Transitioning to a Sustainable Future | Omega

Even once we muster the required societal resolve to move beyond today's polluting technology, that future won't simply arrive fully formed overnight. The Transition Towns movement, founded by Rob Hopkins, gives us one model for transitioning to a sustainable future.

As with any change, whether it's a transformation of consciousness or something as simple as becoming more physically fit, there is a transition period. Looking back it may seem like a quantum leap has occurred, a jump from one state of being to another, but in the moment, in the present, a transition is always occurring.

When it comes to creating a more environmentally aware society, one which more effectively balances human needs with the needs of the rest of life on this planet, there will be a period where the dirty technology and disconnected perspective we have today exists alongside the clean technology and holistic perspective we are moving toward. Too much inertia exists in the system, too much existing infrastructure needs to change, too many existing thought patterns need to evolve, for it to be otherwise. 

We can't let this discourage us or distract us; and, if we acknowledge and honor this transition, we lower the chances of getting sidetracked along the way. We mustn't allow the fact that we don't have a precise picture of the sustainable future we desire created in our minds get in the way of moving toward that goal. One foot in front of the other, with the right intent, will get us there.

Today there are a number of encouraging, hopeful, and very practical examples of how to do this. One exciting example is the Transition Towns movement, founded by Rob Hopkins

In the short video above, Hopkins lays out in some detail what, to him, transition is. Most importantly, beyond any technical change or environmental change, Hopkins notes, transition is "about cultural do you inoculate the culture of a place so that things run, and things start to happen" moving us towards a sustainable, ecologically friendly future. 

For one vision of what can get created when "things start to happen," look to Transition Town Totnes (TTT), located in Devon, England.

In their owns words, "Transition Town Totnes is a dynamic, community-led, and run charity that exists to strengthen the local economy, reduce the cost of living, and build our resilience for a future with less cheap energy and a changing climate."

TTT works on "increasing low-impact affordable housing, sharing skills, creating livelihoods, reducing energy costs and carbon emissions, [and] growing our local food economy." In short, this transition town is working on issues now that many of our communities will be forced to grapple with in upcoming decades. 

Many of the projects TTT undertakes are familiar, including working with food, green building, and transportation. However, two projects bear closer attention: skill sharing, and what TTT calls "Inner Transition." 

The sharing of skills, particularly those related to self-reliance in food production, building, and maintaining our clothes, tools, and homes, is something which will be of great benefit in transitioning toward a green future. In Totnes, residents share skills in a number of areas, including sewing, foraging for wild food, permaculture, creating forest gardens, developing Earth wisdom, Feldenkrais Method, breathwork, singing, and poetry. 

But what do some of these topics have to do with the environment and the idea of transition?

In order for societal transition to occur, individuals need to become the best, most full version of themselves they can be.

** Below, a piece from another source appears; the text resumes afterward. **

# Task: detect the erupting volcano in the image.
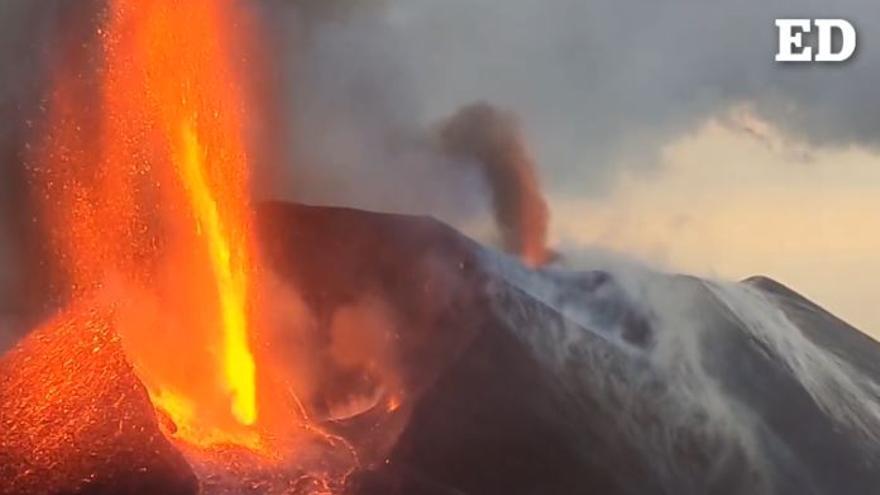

We must develop our wisdom and intuition, understand the way our bodies move, tap into the power of our own breath, and express ourselves through art, song, and poetry. 

In the video above, Sophy Banks, from Transition Towns Totnes' Heart and Soul group, eloquently explains why creating an inner transition in ourselves is a crucial part of creating outer transition in society.  

Banks explains, "We need to create a vision of the future that talks about what it is to be human. What is it, beyond what we do or what we make or how we heat our houses? What does it mean to be a human being? That is a part of society that we have really lost, that sense of what we are beyond our activities."

As Banks rightly notes, those deeper concerns aren't often talked about when discussing the day-to-day aspects of our lives, how are we going to feed ourselves, heat our homes, or move from place to place. When we ask these questions we should also ask what inner exploration or transformation is needed, on each of our parts, to help bring about a more sustainable future.  

If we allow both inner and outer transformations to happen, they begin to feed off each other in a reciprocating pattern. For example, if we become more mindful about what and how we eat, food producers will respond by creating more sustainable food. If we decide to give up our car because our city has installed bike lanes and we want to protect the environment, we receive health benefits we may not have expected. 

As we allow both individuals and communities to change, we move closer to the truly regenerative future envisioned by Transition Town programs and people around the world.